即为对给定的不含相同元素的数组进行全排列,并输出结果。

DFS解法:

def permute(self, nums):
    """
    :type nums: List[int]
    :rtype: List[List[int]]
    """
    def perm(res, s, nums, max):
        if len(s) == max:
            res.append(s)
        for i in xrange(len(nums)):
            temp = nums[:]
            ts = temp[i]
            temp.remove(temp[i])
            perm(res, s+[ts], temp, max)

    res = []
    perm(res, [], nums, len(nums))
    return res

参考Discuss的遍历解法:

原解法(Python解法中用时最短):基本思路为对原列表遍历,将下一个数插入已排好序列的每一个可能位置,如将3插入[1,2],有[3,1,2],[1,3,2],[1,2,3]所有情况。

def permute(self, nums):
    """
    :type nums: List[int]
    :rtype: List[List[int]]
    """
    from copy import deepcopy
    res = [ [] ]
    for i in range( len( nums ) ):
        tmp = []
        for ele in res:
            for j in range( i+1 ):
                tmp.append(ele[:j]+[nums[i]]+ele[j:])

        res = tmp

    return res

另解:思路为循环遍历原列表,每次加入一个数,如最开始为[[]],第一次遍历原列表后得到[[1], [2], [3]],第二次遍历列表得到[[1, 2], [1, 3], [2, 1], [2, 3], [3, 1], [3, 2]],直到每个子列表长度达到原列表长度。
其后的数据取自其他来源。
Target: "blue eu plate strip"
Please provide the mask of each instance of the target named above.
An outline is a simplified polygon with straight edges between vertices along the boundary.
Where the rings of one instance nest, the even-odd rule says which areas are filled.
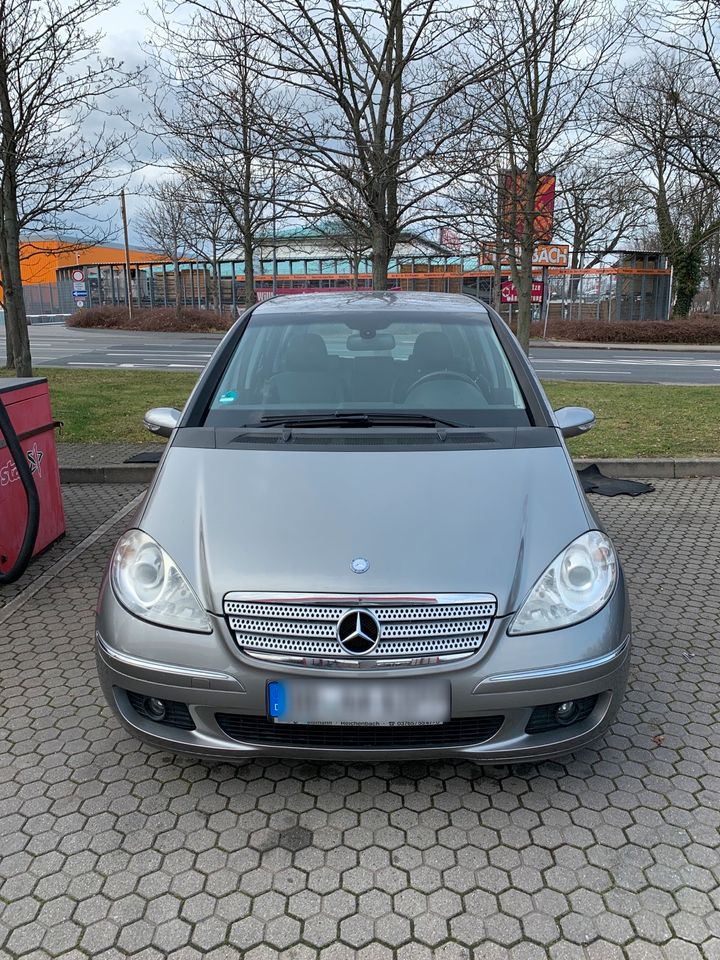
[[[268,712],[271,717],[285,713],[285,684],[271,680],[268,684]]]

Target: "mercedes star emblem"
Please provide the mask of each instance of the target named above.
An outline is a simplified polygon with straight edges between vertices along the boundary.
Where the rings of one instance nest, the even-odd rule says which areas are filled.
[[[338,620],[337,638],[343,650],[364,656],[378,645],[380,624],[369,610],[349,610]]]

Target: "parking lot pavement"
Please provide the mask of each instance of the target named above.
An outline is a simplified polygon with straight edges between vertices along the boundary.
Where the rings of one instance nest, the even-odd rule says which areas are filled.
[[[66,493],[87,530],[137,490]],[[537,766],[142,746],[92,652],[123,521],[86,541],[0,610],[0,956],[720,957],[720,481],[593,503],[632,586],[631,686],[603,740]]]

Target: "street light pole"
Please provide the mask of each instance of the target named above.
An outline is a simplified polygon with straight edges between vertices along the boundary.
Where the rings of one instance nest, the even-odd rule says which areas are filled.
[[[127,212],[125,210],[125,190],[120,191],[120,215],[123,221],[123,235],[125,237],[125,293],[128,302],[128,320],[132,322],[132,283],[130,280],[130,244],[127,235]]]
[[[272,182],[273,182],[273,296],[277,293],[277,181],[275,179],[275,151],[272,152]]]

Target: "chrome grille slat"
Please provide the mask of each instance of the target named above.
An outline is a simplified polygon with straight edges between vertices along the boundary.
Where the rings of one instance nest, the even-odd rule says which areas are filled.
[[[241,616],[272,620],[321,620],[335,622],[342,613],[353,607],[365,607],[373,610],[381,623],[395,620],[452,620],[466,617],[493,617],[496,604],[488,601],[472,604],[440,604],[418,601],[412,604],[367,602],[333,604],[301,604],[301,603],[262,603],[225,600],[224,608],[227,616]]]
[[[368,607],[367,609],[372,609]],[[342,610],[339,616],[346,610]],[[442,623],[431,623],[430,621],[421,621],[420,623],[384,623],[380,611],[375,608],[373,611],[380,621],[381,639],[392,639],[399,637],[447,637],[447,636],[467,636],[470,633],[487,633],[490,627],[490,619],[484,620],[445,620]],[[247,617],[228,618],[230,629],[235,633],[257,634],[258,636],[267,636],[272,634],[277,637],[317,637],[335,638],[335,623],[298,623],[296,621],[277,622],[275,620],[250,620]],[[338,615],[336,615],[336,620]]]
[[[262,599],[258,599],[261,596]],[[477,596],[477,600],[475,599]],[[241,649],[296,657],[352,660],[336,638],[338,620],[348,611],[371,611],[380,624],[372,659],[469,656],[482,646],[496,613],[494,598],[323,597],[230,594],[224,611]],[[452,597],[452,599],[450,599]]]
[[[248,650],[267,650],[268,653],[294,653],[318,657],[346,657],[350,654],[337,640],[315,640],[312,637],[256,637],[251,634],[235,634],[241,647]],[[373,651],[373,657],[440,655],[443,653],[460,653],[466,650],[477,649],[483,641],[482,636],[475,637],[441,637],[428,639],[390,640],[383,643],[381,640]]]

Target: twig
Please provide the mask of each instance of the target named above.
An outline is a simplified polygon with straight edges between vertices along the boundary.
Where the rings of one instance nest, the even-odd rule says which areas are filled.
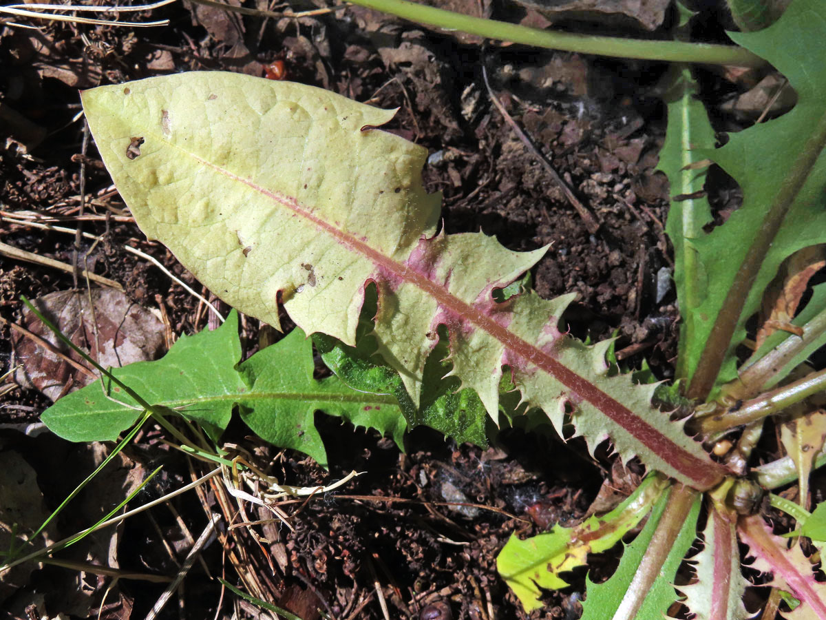
[[[83,215],[83,207],[86,204],[86,150],[89,145],[89,124],[83,120],[83,141],[80,148],[80,210],[78,214]],[[74,281],[74,288],[78,288],[78,276],[79,275],[78,267],[78,254],[80,252],[80,241],[83,238],[81,226],[74,231],[74,246],[72,247],[72,279]],[[86,266],[85,261],[83,266]],[[89,299],[91,307],[92,300]],[[100,349],[98,349],[100,351]]]
[[[10,562],[9,564],[7,565],[0,565],[0,573],[2,573],[4,570],[7,570],[14,566],[22,564],[23,562],[27,562],[30,560],[34,560],[35,558],[39,557],[40,556],[47,556],[52,553],[53,551],[58,551],[59,549],[63,547],[67,542],[75,540],[80,535],[85,536],[87,534],[91,534],[93,532],[97,532],[97,530],[102,530],[104,527],[108,527],[110,525],[116,525],[117,523],[120,523],[121,521],[128,518],[129,517],[132,517],[133,515],[138,514],[139,513],[142,513],[145,510],[149,510],[154,506],[157,506],[159,503],[162,503],[163,502],[166,502],[169,499],[172,499],[173,497],[180,495],[182,493],[186,493],[190,489],[197,489],[197,487],[201,486],[205,482],[209,480],[211,478],[214,478],[215,476],[218,475],[220,473],[221,473],[221,468],[217,467],[212,470],[212,471],[209,472],[208,474],[201,476],[201,478],[197,479],[194,482],[191,482],[188,484],[186,484],[181,487],[180,489],[173,491],[172,493],[169,493],[164,497],[154,499],[151,502],[149,502],[148,503],[145,503],[143,506],[139,506],[136,508],[124,513],[123,514],[118,515],[117,517],[113,517],[111,519],[107,519],[107,521],[98,523],[97,525],[93,526],[92,527],[87,527],[85,530],[78,532],[78,534],[74,534],[67,538],[64,538],[62,541],[53,542],[51,545],[49,545],[44,547],[43,549],[40,549],[40,551],[33,551],[32,553],[30,553],[28,556],[17,558],[13,562]]]
[[[197,557],[201,550],[206,546],[207,541],[212,532],[215,530],[216,523],[221,519],[221,516],[217,514],[212,515],[212,518],[210,519],[209,523],[204,528],[204,531],[201,532],[201,536],[198,537],[197,541],[195,541],[195,545],[192,549],[189,550],[189,553],[187,555],[187,559],[183,560],[183,565],[181,566],[181,570],[178,571],[178,575],[175,575],[175,579],[171,584],[164,590],[164,594],[160,595],[157,602],[153,605],[150,613],[146,614],[146,620],[154,620],[154,618],[160,613],[160,611],[166,605],[167,602],[172,597],[173,593],[178,589],[178,586],[180,584],[181,581],[189,572],[189,570],[192,567],[195,563],[195,558]]]
[[[225,4],[224,2],[216,2],[213,0],[192,0],[195,4],[202,4],[205,7],[215,7],[216,8],[222,9],[223,11],[229,11],[232,13],[240,13],[241,15],[250,15],[254,17],[312,17],[316,15],[326,15],[327,13],[335,12],[336,11],[340,11],[342,9],[347,8],[349,5],[339,4],[337,7],[327,7],[325,8],[316,8],[311,11],[301,11],[300,12],[295,13],[292,11],[284,11],[283,12],[278,13],[273,11],[262,11],[257,8],[246,8],[244,7],[235,7],[232,4]]]
[[[382,591],[382,584],[378,582],[378,575],[376,575],[376,569],[373,565],[373,560],[368,557],[367,565],[370,568],[370,576],[373,577],[373,587],[376,589],[378,597],[378,606],[382,608],[382,613],[384,620],[390,620],[390,612],[387,610],[387,601],[384,599],[384,593]]]
[[[487,93],[491,98],[491,102],[496,108],[499,110],[499,113],[502,115],[508,125],[510,126],[510,128],[513,129],[514,133],[516,134],[517,137],[522,141],[525,146],[528,147],[528,150],[531,152],[534,157],[536,158],[536,160],[542,165],[543,168],[545,169],[545,171],[551,176],[551,179],[553,179],[553,182],[557,184],[557,186],[563,190],[563,193],[565,194],[565,198],[567,198],[571,206],[577,209],[577,212],[579,213],[579,217],[582,218],[582,222],[585,224],[585,227],[588,229],[588,232],[591,235],[596,235],[596,231],[600,229],[600,222],[596,221],[593,215],[591,215],[591,212],[588,211],[586,206],[580,202],[579,198],[574,195],[573,191],[567,186],[567,184],[565,183],[563,178],[559,176],[559,173],[556,171],[556,169],[554,169],[551,162],[548,160],[548,158],[542,154],[542,151],[534,145],[534,142],[531,139],[528,137],[525,131],[522,131],[522,128],[520,127],[516,122],[510,117],[508,111],[505,109],[505,106],[503,106],[502,103],[499,101],[499,98],[496,97],[496,93],[493,92],[493,88],[491,88],[491,83],[487,79],[487,69],[485,68],[484,64],[482,66],[482,76],[485,80],[485,86],[487,88]]]
[[[25,250],[20,250],[19,248],[9,246],[7,243],[3,243],[2,241],[0,241],[0,254],[4,256],[8,256],[9,258],[17,259],[17,260],[25,260],[29,263],[35,263],[36,265],[41,265],[45,267],[60,269],[61,271],[65,271],[69,274],[74,271],[70,265],[66,265],[65,263],[61,263],[59,260],[55,260],[54,259],[46,258],[45,256],[40,256],[34,254],[33,252],[27,252]],[[88,276],[90,280],[97,282],[98,284],[108,286],[111,289],[115,289],[116,290],[119,290],[123,293],[123,287],[120,284],[120,283],[115,282],[115,280],[111,280],[108,278],[104,278],[102,275],[97,275],[97,274],[90,274],[85,269],[81,272],[81,275]]]

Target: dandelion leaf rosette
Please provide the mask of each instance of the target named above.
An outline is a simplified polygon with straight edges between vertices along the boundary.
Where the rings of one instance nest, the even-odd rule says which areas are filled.
[[[213,72],[100,87],[83,101],[138,225],[241,312],[278,326],[280,302],[307,333],[352,346],[373,282],[379,352],[414,402],[445,325],[453,374],[495,420],[505,367],[558,431],[572,413],[591,449],[610,437],[624,458],[697,488],[720,479],[681,425],[650,406],[653,386],[609,377],[607,343],[560,331],[572,296],[494,300],[544,250],[437,235],[440,197],[420,177],[426,150],[377,129],[392,111]]]

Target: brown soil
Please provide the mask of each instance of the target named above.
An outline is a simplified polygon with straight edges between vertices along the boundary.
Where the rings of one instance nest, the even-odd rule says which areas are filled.
[[[0,208],[18,217],[36,212],[61,226],[101,236],[97,243],[82,239],[78,248],[90,271],[120,283],[136,304],[162,308],[170,334],[205,328],[207,313],[197,299],[124,250],[128,241],[197,290],[202,289],[164,248],[147,242],[131,221],[93,143],[86,141],[83,121],[76,118],[77,90],[183,70],[263,75],[263,64],[281,60],[290,79],[399,107],[391,129],[432,154],[425,179],[430,191],[444,193],[449,232],[482,229],[514,250],[549,246],[534,269],[534,287],[548,298],[580,293],[567,316],[572,331],[592,339],[616,332],[624,363],[638,365],[644,357],[659,376],[670,376],[677,315],[673,289],[663,286],[671,265],[662,231],[667,188],[654,172],[662,111],[656,99],[641,94],[662,68],[460,42],[357,7],[337,15],[242,20],[205,7],[190,12],[173,4],[151,16],[169,19],[164,28],[57,22],[40,31],[7,28],[0,37],[0,105],[10,112],[0,123],[12,139],[0,151]],[[506,107],[586,205],[597,230],[589,230],[491,106],[483,66]],[[87,200],[83,212],[82,194]],[[65,264],[74,260],[74,235],[2,222],[0,241]],[[83,279],[76,283],[71,274],[43,265],[0,260],[5,322],[22,322],[21,296],[35,298],[83,284]],[[244,326],[249,355],[259,329],[254,321]],[[5,371],[14,359],[12,331],[7,322],[0,329]],[[0,451],[13,447],[22,455],[53,509],[91,470],[91,457],[84,446],[48,433],[21,432],[49,405],[37,390],[19,387],[2,398]],[[227,560],[228,553],[235,553],[241,565],[258,575],[263,598],[305,620],[319,617],[316,608],[335,618],[382,618],[377,589],[394,618],[492,620],[491,610],[497,618],[527,618],[496,573],[496,553],[514,532],[538,533],[553,522],[582,518],[612,470],[613,457],[603,454],[595,461],[578,441],[565,444],[517,431],[502,433],[496,447],[483,451],[417,429],[403,454],[373,433],[341,427],[320,414],[317,422],[328,440],[329,474],[295,453],[256,445],[240,423],[225,436],[251,451],[259,464],[269,464],[270,473],[287,484],[325,482],[354,469],[368,473],[338,493],[309,502],[292,519],[295,532],[263,526],[256,532],[267,540],[259,543],[245,528],[230,531],[229,538],[223,537],[224,529],[223,545],[206,548],[204,564],[195,564],[178,602],[168,605],[161,617],[230,618],[234,606],[239,613],[254,615],[254,608],[228,592],[221,599],[220,585],[205,573],[208,567],[212,578],[224,575],[238,583],[238,569]],[[159,438],[157,431],[142,433],[126,451],[124,468],[145,473],[164,465],[135,505],[192,479],[184,457]],[[200,473],[208,470],[207,465],[194,466]],[[492,509],[439,505],[446,489]],[[88,491],[76,500],[84,508],[66,511],[55,532],[66,535],[87,527],[112,505],[103,505],[96,493]],[[214,488],[202,500],[217,511],[219,498]],[[151,516],[127,521],[108,559],[116,558],[125,570],[175,575],[190,546],[181,523],[197,537],[205,517],[192,494],[171,503],[180,520],[159,508]],[[250,510],[248,517],[271,515]],[[84,545],[61,557],[107,563],[105,552]],[[171,546],[171,555],[164,545]],[[591,579],[607,575],[611,561],[595,560]],[[78,580],[78,575],[41,567],[0,608],[23,618],[26,601],[42,600],[50,615],[84,617],[102,608],[104,618],[142,618],[165,587],[125,579],[107,594],[109,578],[86,572]],[[572,587],[548,594],[548,607],[531,618],[578,616],[584,572],[570,577]]]

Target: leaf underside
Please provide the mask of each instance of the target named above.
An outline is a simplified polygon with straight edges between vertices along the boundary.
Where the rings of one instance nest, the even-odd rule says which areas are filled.
[[[736,515],[733,516],[736,520]],[[743,604],[748,581],[740,570],[734,522],[714,507],[703,532],[702,550],[691,558],[696,581],[681,585],[682,602],[697,620],[745,620],[751,618]]]
[[[586,565],[589,553],[614,546],[651,511],[664,487],[661,479],[649,476],[602,517],[590,517],[573,527],[556,525],[547,534],[525,540],[511,535],[496,557],[496,570],[527,611],[539,609],[540,588],[567,588],[560,574]]]
[[[812,562],[803,555],[800,544],[795,541],[788,547],[787,539],[773,534],[759,515],[741,517],[738,525],[740,539],[756,558],[753,568],[771,573],[771,585],[801,601],[793,612],[784,615],[801,620],[826,618],[826,584],[814,578]]]
[[[439,197],[420,180],[425,150],[375,129],[393,112],[209,72],[100,87],[83,100],[139,226],[239,310],[278,326],[280,299],[307,333],[352,346],[365,284],[374,283],[378,352],[415,404],[446,326],[451,374],[494,420],[509,369],[558,432],[571,413],[591,450],[610,437],[624,459],[637,455],[696,488],[722,477],[681,423],[650,406],[653,386],[609,376],[607,342],[588,347],[560,331],[572,296],[494,299],[544,250],[436,235]]]
[[[673,487],[669,489],[673,492]],[[602,584],[594,584],[587,579],[588,597],[582,603],[582,620],[603,620],[604,618],[625,618],[623,613],[624,599],[635,594],[634,579],[648,545],[662,517],[670,493],[663,494],[652,511],[648,521],[634,542],[623,551],[620,565],[611,577]],[[688,552],[696,536],[697,517],[700,514],[700,498],[698,496],[680,528],[674,544],[662,564],[659,575],[654,580],[638,611],[633,616],[639,620],[654,620],[665,615],[668,608],[677,599],[674,590],[674,577],[677,568]]]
因为重复了很多比较,所以时间复杂度较原解法长不少。

def permute(self, nums):
    """
    :type nums: List[int]
    :rtype: List[List[int]]
    """
    res = [[]]
    while(len(res[0])for ele in res:
            for i in xrange(len(nums)):
                if nums[i] in ele: continue
                temp.append(ele+[nums[i]])
        res = temp
    return res

还在提交里看到直接调用python库itertools里的permutations函数提交的,用时很短,于是去看看了permutations()的源码:

def permutations(iterable, r=None):
    # permutations('ABCD', 2) --> AB AC AD BA BC BD CA CB CD DA DB DC
    # permutations(range(3)) --> 012 021 102 120 201 210
    pool = tuple(iterable)
    n = len(pool)
    r = n if r is None else r
    if r > n:
        return
    indices = range(n)
    cycles = range(n, n-r, -1)
    yield tuple(pool[i] for i in indices[:r])
    while n:
        for i in reversed(range(r)):
            cycles[i] -= 1
            if cycles[i] == 0:
                indices[i:] = indices[i+1:] + indices[i:i+1]
                cycles[i] = n - i
            else:
                j = cycles[i]
                indices[i], indices[-j] = indices[-j], indices[i]
                yield tuple(pool[i] for i in indices[:r])
                break
        else:
            return

有点繁杂没仔细看,因为看到了下面另一种官方实现方法,利用函数product(计算可迭代对象之间的笛卡尔积)实现:

去掉笛卡尔积中具有重复元素的那部分,其余的即为符合排列的结果

def permutations(iterable, r=None):
    pool = tuple(iterable)
    n = len(pool)
    r = n if r is None else r
    for indices in product(range(n), repeat=r):
        if len(set(indices)) == r:#去掉具有重复元素的子集,如(0,0)
            yield tuple(pool[i] for i in indices)

其中product的实现为:

def product(*args, **kwds):
    # product('ABCD', 'xy') --> Ax Ay Bx By Cx Cy Dx Dy
    # product(range(2), repeat=3) --> 000 001 010 011 100 101 110 111
    pools = map(tuple, args) * kwds.get('repeat', 1)
    result = [[]]
    for pool in pools:
        result = [x+[y] for x in result for y in pool]
    for prod in result:
        yield tuple(prod)

即为两个for loop的遍历。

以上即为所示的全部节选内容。